Columbia Electrical Engineering Students Receive NSF Graduate Research Fellowships

The NSF Graduate Research Fellowship Program recognizes early-career researchers with exceptional potential to advance science and engineering.

By
Xintian Tina Wang
June 12, 2026

Three Columbia Electrical Engineering affiliates have received National Science Foundation Graduate Research Fellowships (GRFP), one of the nation’s most competitive honors for early-career researchers in science, technology, engineering, and mathematics: Arnaud Lamy, (EE BS’25); Rahul Thomas, a first-year PhD student; and Roland Yin, an incoming PhD student.

The NSF Graduate Research Fellowship Program supports outstanding graduate students pursuing research-based master’s and doctoral degrees in STEM fields. Established in 1952, the program aims to strengthen the scientific and engineering workforce of the United States by recognizing individuals who demonstrate the potential to make significant contributions to research, innovation, and education.

Lamy completed his bachelor’s degree in Electrical Engineering at Columbia Engineering in May 2025, graduating magna cum laude with a minor in Computer Science. He also received the Electrical Engineering Department’s Student Excellence Award in Information and Systems. During his time at Columbia, he served as a teaching assistant for Signals and Systems Lab, Fundamentals of Computer Systems, Digital Signal Processing, and Random Signals and Noise. As an undergraduate researcher in Professor John Wright’s group, Lamy worked on algorithms for manifold denoising. His research culminated in two papers, including one accepted at the International Conference on Machine Learning. His academic interests spanned signal processing, machine learning, and communication theory, and he credits his willingness to follow wide-ranging intellectual curiosities with leading him toward his current research path. Lamy is now pursuing a PhD in Quantum Information Theory at UC San Diego as a Centaur Fellow.
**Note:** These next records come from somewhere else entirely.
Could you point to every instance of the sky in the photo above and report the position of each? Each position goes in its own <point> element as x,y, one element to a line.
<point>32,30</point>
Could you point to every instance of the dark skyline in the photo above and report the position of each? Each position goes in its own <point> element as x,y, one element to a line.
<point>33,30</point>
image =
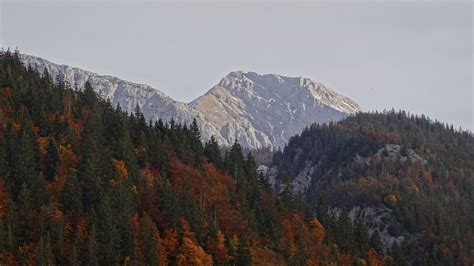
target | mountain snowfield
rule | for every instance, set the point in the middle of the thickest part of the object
(258, 111)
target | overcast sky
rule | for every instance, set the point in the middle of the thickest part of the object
(415, 56)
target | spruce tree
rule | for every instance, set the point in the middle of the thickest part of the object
(51, 160)
(71, 198)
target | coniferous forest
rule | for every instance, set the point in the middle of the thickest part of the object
(84, 183)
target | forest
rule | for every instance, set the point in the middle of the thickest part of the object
(419, 171)
(84, 183)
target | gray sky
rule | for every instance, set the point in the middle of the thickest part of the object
(415, 56)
Thomas is a first-year Electrical Engineering PhD student co-advised by Professor Micah Goldblum and Professor Adam Block. He received the NSF fellowship for his work on private and efficient large language model inference. As an undergraduate, Thomas developed reconstruction attacks on three statistically private LLM inference schemes and proposed a defense protocol, work that resulted in a first-author publication at the International Conference on Machine Learning. More recently, he presented first-author work at the International Conference on Learning Representations, where he developed a rejection sampling algorithm designed to improve decoding speeds in large models without degrading output quality.

Roland Yin is an incoming PhD student in Electrical Engineering at Columbia University. He received his B.S. in Electrical Engineering from UC Santa Barbara, graduating with highest honors. His undergraduate research focused on structure-property relationships in inorganic and quantum materials, ranging from the energy-efficient microwave synthesis of sodium-ion battery cathodes to the study of superconducting kagome metals with potential relevance to quantum computing.

His recent work examined how electron-electron interactions drive charge-density-wave order and unconventional superconductivity in kagome alloys, with the goal of leveraging their intrinsic Josephson features for quantum sensing applications, including high-sensitivity RF detection. At Columbia, Yin will join Professor Keren Bergman’s Lightwave Research Laboratory, where he will study integrated silicon photonics.